Un peu plus loin, autre divinité dont l’origine nous est bien connue : Mickey qui nous a tant distrait, qui s’est inscrit dans nos mémoires enfantines et s’est incrusté aussi dans nos consciences. Il est passionnant de voir que ces incrustations de personnages légers comme des bulles de savon se seront transformées en conviction puis en croyance. Le corps, déifié de ce Mickey-là, est bien reconnaissable malgré les flétrissures du temps et des eaux marines. La matière (plastique ?) dont il aura été fait aura-t-elle été dissoute par des micro-organismes nouveaux se nourrissant des déchets en plastique dérivant dans les océans ? Ils se seront rabattus sur la figure du dieu Mickey, victuaille de choix, remplaçant le plastique par des coraux, des algues et des coquillages. A nos yeux surpris, Mickey se montre comme le support de notre conscience. Sa « nouvelle forme », (nous ne connaîtrons pas celle que nos descendants auront précisément voulu lui attribuer) nous dit à quel point, dans un avenir peut-être proche, nos rêves prendront des formes définitives et même éternelles.
La statue de Goofy (le Dingo des Français) a, quant à elle, été complètement « dévorée » par des coraux. La mer aura été difficile pour cette magnifique sculpture ! Pourtant, la vie du demi-héros comique est restée intacte. Malgré les résidus d’animalcules dont elle est recouverte, une pose célèbre est demeurée parfaitement visible qui nous envoie depuis le futur l’émotion jamais éteinte en nos esprits.
Un peu plus loin c’est une scène qui montre à l’envie que les grands mythes sont éternels. Andromède, a toujours été sacrifiée, dans le cours de tous les temps à cause de Cassiopée, son arrogante mère. Et sans cesse durant des milliers d’années, elle fut et sera sauvée par Persée. Au Palais Grassi, on peut voir une énième représentation de la fameuse scène. Ce bronze gigantesque aura été conçu dans un esprit très expressionniste. La pauvre jeune fille est montrée dans un état de panique hystérique, bien loin de l’impassibilité grecque. Nos descendants se seront-ils montrés plus sensibles aux mises en scène dans le genre « peplum hollywoodien » ? Auront-ils préféré de sanglantes représentations ? Nous ne pouvons que le déduire de ce que le futur nous a laissé. Ce qui est certain en revanche, c’est le fait que le monstre fameux qui devait dévorer Andromède, la baleine Ceto, est démultiplié sous la forme de requins, références explicites au fameux film « les dents de la mer ». On voit aussi un serpent des mers, qui renvoie à un film d’horreur bien connu et même un poulpe gigantesque qui nous fait souvenir de « vingt mille lieux sur les mers ». Derrière l’héroïne, un monstre en forme d’araignée progresse lâchement et nous horrifie. On a beau savoir que tout ceci se termine bien, Persée arrivant au secours d’Andromède comme la cavalerie dans les films de cow-boys et d’indiens, on est saisi par le réalisme qu’affectionneront les regardeurs du futur.

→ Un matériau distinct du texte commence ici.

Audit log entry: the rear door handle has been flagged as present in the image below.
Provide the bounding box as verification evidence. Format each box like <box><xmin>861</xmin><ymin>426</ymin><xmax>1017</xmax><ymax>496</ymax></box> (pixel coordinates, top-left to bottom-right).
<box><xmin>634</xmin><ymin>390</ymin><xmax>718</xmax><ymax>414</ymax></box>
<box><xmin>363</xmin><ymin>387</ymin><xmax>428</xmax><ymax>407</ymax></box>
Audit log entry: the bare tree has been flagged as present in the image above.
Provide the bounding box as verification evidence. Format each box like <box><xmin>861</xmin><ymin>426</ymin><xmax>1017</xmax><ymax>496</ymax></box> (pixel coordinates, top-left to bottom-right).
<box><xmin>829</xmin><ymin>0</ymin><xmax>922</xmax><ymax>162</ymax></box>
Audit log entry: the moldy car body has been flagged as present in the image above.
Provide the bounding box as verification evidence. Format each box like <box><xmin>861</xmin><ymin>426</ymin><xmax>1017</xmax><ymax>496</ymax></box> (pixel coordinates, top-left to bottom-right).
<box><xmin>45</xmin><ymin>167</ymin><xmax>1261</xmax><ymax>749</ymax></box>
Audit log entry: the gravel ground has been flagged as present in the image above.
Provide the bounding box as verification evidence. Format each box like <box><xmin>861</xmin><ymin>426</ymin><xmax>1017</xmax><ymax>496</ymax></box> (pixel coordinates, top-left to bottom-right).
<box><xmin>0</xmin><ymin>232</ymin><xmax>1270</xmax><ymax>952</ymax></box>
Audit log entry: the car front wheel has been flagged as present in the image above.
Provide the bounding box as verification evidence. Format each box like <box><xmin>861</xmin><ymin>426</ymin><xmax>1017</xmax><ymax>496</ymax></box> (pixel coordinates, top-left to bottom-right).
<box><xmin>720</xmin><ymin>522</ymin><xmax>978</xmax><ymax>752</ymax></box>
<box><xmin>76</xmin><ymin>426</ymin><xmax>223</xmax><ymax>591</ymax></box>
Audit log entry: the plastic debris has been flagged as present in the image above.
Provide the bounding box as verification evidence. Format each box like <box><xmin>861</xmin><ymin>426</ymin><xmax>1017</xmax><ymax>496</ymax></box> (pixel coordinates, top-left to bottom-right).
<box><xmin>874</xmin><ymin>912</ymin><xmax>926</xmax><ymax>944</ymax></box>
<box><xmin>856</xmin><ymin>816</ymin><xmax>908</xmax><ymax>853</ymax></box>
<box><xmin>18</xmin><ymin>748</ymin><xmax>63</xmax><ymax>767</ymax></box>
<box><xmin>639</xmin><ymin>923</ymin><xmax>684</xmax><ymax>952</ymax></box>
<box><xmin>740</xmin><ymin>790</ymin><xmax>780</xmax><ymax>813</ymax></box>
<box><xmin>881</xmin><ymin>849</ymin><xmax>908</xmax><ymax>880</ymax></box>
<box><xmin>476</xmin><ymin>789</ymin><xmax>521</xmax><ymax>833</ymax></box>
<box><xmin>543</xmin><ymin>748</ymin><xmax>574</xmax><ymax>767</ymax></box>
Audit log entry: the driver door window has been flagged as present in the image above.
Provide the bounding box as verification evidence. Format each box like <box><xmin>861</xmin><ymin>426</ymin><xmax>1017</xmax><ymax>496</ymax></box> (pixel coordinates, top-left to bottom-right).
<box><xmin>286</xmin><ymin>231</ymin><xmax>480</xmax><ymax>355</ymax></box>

D’autres formes sont saisissantes, comme ce crâne de cyclope qui se dessine clairement malgré les coraux, les algues et les moules dont il est recouvert. Un cerbère étrange car il semble avoir perdu une de ses trois têtes. Il semblerait que dans l’avenir, trois têtes pour un seul chien, paraîtra un horrible mensonge. Deux suffiront amplement. Il n’en sera pas moins hideux.
Et encore, d’autres formes… d’autres découvertes dans ce chantier hors du commun. Il faut y aller vite et se confronter avec les idées et les hantises de demain. Pour se retrouver, tant il est vrai que tout est dans tout et que seul l’avenir peut trancher.